The Medina Dam is a hollow-masonry type dam built in 1911 and 1912 by the Medina Irrigation Company in what became Mico, Texas, USA. Medina Lake extends north of it in northeastern Medina County and southeastern Bandera County. The dam and irrigation project was designed and financed by Dr. Frederick Stark Pearson, an American engineer, with extensive British financial backing. The construction took over 1500 men two years to build while working 24 hours a day. They were mostly skilled Mexican workers with experience building other dams for Pearson. They received two dollars for a day's work, which were good wages for the time. Pearson's Medina Irrigation Company (MICO) built a camp to house the workers and their families; the company town was first called MICO after its acronym. The community is now known as Mico, Texas.

When the dam was completed in 1913, it was the largest hydraulic engineering project west of the Mississippi River and the fourth-largest dam in the US. It is listed on the National Register of Historic Places for its significance as an infrastructure project and its contributions to economic development of the county. Author of Ripples from Medina Lake, Rev. Cyril M. Kuehne claims a total of 70 lives were taken during the dam's construction, however, he only managed to locate 27 death certificates. Dr. Oscar B. Taylor, dentist of near-by settlement Hondo, Texas, was quoted by Kuehne as saying "sixty-six [unmarked] graves" were counted at a cemetery 3 miles away.

The dam contains over 292,000 cubic yards (223,000 m³) of concrete and measures 164 feet high by 128 feet (39 m) wide at the base by 1,580 feet (482 m) long.
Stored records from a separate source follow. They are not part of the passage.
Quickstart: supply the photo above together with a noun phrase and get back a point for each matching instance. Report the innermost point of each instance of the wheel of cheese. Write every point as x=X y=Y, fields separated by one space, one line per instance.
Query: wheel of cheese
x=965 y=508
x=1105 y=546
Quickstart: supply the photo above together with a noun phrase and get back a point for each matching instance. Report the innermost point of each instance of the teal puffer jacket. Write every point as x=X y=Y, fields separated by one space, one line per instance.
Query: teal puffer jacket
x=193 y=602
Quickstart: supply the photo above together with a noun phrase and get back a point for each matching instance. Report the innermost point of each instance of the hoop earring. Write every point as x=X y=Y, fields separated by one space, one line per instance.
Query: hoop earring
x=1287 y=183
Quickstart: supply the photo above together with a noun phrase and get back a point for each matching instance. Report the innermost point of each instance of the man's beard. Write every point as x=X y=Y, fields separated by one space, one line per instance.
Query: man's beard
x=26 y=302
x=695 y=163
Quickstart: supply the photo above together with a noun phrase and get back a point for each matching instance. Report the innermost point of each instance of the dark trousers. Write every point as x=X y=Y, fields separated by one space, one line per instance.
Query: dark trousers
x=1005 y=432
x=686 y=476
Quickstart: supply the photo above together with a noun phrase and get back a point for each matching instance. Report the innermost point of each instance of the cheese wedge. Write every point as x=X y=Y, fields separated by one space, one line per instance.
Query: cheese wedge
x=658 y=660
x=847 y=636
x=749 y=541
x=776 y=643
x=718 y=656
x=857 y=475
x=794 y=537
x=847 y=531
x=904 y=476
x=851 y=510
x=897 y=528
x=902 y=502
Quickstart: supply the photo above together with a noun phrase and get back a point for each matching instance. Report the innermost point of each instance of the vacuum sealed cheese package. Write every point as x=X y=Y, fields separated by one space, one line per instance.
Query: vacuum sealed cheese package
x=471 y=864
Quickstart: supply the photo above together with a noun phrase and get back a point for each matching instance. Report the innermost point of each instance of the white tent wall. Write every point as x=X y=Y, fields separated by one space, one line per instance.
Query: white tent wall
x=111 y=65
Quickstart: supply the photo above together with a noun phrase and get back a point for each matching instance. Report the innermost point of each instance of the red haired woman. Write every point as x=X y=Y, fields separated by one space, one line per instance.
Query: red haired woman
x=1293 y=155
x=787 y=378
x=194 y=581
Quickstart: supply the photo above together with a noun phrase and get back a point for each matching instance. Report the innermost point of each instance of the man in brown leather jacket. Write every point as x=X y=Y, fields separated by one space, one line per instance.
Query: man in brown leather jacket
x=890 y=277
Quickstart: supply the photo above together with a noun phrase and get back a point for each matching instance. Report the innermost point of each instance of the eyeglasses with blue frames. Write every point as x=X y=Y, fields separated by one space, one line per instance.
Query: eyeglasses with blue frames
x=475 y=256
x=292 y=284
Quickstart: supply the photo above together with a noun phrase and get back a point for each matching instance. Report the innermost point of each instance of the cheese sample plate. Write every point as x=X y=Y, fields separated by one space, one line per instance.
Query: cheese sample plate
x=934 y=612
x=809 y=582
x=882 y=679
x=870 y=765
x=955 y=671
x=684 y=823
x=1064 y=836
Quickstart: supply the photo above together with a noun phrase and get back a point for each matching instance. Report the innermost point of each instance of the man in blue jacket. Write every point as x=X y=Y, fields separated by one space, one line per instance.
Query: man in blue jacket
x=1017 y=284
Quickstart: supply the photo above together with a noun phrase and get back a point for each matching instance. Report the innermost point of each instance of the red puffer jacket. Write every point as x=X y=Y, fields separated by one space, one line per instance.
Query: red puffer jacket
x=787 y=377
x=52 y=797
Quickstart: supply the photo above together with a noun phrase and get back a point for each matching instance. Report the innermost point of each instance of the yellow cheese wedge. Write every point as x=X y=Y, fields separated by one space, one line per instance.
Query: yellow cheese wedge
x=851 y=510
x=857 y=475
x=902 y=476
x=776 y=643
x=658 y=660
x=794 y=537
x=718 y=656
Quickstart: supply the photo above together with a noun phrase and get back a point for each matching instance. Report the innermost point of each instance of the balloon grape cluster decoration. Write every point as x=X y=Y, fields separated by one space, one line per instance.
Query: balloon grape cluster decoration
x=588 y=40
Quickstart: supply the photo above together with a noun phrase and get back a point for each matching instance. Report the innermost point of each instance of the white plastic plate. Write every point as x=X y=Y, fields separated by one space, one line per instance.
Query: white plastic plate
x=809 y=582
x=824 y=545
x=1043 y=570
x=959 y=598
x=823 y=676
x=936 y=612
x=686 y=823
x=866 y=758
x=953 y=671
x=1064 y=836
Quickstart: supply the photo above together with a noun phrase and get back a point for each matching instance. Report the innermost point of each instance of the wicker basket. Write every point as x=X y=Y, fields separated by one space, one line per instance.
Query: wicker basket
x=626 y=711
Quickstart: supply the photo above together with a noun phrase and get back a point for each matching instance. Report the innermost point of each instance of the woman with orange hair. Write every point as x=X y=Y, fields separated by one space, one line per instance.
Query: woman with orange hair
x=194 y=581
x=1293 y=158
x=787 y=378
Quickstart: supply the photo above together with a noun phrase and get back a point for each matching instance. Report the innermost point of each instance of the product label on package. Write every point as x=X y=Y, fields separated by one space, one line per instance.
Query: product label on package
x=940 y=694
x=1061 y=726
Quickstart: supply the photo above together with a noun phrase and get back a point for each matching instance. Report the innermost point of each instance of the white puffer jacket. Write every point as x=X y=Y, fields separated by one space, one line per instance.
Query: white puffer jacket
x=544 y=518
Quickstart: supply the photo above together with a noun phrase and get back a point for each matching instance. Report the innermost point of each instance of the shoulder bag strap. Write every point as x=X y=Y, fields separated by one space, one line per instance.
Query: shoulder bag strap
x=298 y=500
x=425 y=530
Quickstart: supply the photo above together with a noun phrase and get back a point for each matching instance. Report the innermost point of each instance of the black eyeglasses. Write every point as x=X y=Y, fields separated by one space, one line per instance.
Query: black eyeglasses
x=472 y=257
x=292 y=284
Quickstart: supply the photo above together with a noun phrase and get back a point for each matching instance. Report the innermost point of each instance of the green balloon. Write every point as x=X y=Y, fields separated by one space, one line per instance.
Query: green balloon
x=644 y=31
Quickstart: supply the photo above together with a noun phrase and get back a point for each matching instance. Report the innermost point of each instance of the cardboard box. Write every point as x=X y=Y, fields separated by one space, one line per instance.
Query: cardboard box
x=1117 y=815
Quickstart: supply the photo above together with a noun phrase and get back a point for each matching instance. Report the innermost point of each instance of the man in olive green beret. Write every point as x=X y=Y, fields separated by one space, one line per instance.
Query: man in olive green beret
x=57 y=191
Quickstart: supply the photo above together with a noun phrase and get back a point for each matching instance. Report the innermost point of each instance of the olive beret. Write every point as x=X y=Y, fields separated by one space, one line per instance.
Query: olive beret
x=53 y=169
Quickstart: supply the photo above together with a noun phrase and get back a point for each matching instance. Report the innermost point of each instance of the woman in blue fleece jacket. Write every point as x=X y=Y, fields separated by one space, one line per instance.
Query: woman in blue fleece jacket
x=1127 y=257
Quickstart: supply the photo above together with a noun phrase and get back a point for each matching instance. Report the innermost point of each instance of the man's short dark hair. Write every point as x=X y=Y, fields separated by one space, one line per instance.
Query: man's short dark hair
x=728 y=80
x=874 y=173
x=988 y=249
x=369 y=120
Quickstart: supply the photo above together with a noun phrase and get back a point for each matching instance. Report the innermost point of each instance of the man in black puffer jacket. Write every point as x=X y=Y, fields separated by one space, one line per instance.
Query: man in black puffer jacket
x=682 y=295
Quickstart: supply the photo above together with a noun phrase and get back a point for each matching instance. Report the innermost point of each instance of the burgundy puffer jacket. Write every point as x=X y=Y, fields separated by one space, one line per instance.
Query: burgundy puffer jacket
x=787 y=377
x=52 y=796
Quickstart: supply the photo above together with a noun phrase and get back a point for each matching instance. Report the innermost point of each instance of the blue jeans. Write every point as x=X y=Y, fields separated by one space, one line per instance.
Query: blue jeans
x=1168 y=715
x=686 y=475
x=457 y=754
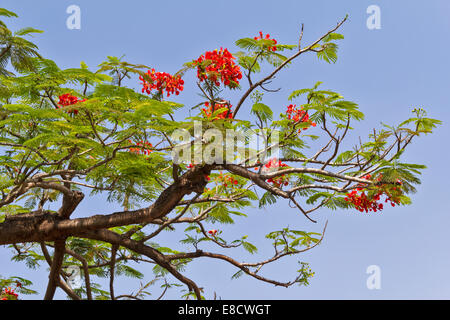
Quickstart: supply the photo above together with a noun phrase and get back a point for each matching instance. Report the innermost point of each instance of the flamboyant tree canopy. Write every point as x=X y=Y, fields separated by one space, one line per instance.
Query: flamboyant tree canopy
x=66 y=135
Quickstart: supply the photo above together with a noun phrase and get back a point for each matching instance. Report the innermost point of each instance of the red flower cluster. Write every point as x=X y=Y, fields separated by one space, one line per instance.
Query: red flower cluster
x=67 y=100
x=362 y=202
x=271 y=48
x=298 y=115
x=8 y=294
x=218 y=65
x=280 y=180
x=143 y=147
x=213 y=232
x=209 y=110
x=161 y=81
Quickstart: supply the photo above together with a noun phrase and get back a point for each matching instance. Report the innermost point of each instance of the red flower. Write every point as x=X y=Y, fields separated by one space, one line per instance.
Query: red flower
x=68 y=100
x=209 y=110
x=298 y=115
x=162 y=81
x=218 y=66
x=281 y=180
x=363 y=202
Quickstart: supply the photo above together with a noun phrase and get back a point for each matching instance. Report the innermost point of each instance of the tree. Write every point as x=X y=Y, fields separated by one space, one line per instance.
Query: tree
x=65 y=133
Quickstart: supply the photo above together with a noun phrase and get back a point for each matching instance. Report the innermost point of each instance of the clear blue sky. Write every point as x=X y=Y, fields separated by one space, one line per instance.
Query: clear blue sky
x=387 y=72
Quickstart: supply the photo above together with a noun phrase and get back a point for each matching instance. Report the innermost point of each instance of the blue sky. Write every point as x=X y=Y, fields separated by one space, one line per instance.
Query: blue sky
x=387 y=72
It is 25 feet (8 m) wide at the top, which is 1076.2 feet (328 m) above sea level, and the spillway is 1,064.2 feet (324 m) above sea level. The dam provides irrigation to over 34,000 acres (138 km²) to Blackland Prairie farmlands below the Balcones Escarpment around Castroville, Texas, and also supplies water to the Medina River Ultrafiltration Water Treatment Plant owned and operated by the San Antonio Water System.

The reservoir behind the dam is called Medina Lake and is a major recreation area. It discharges into the Medina River, which also contains a diversion dam four miles downstream.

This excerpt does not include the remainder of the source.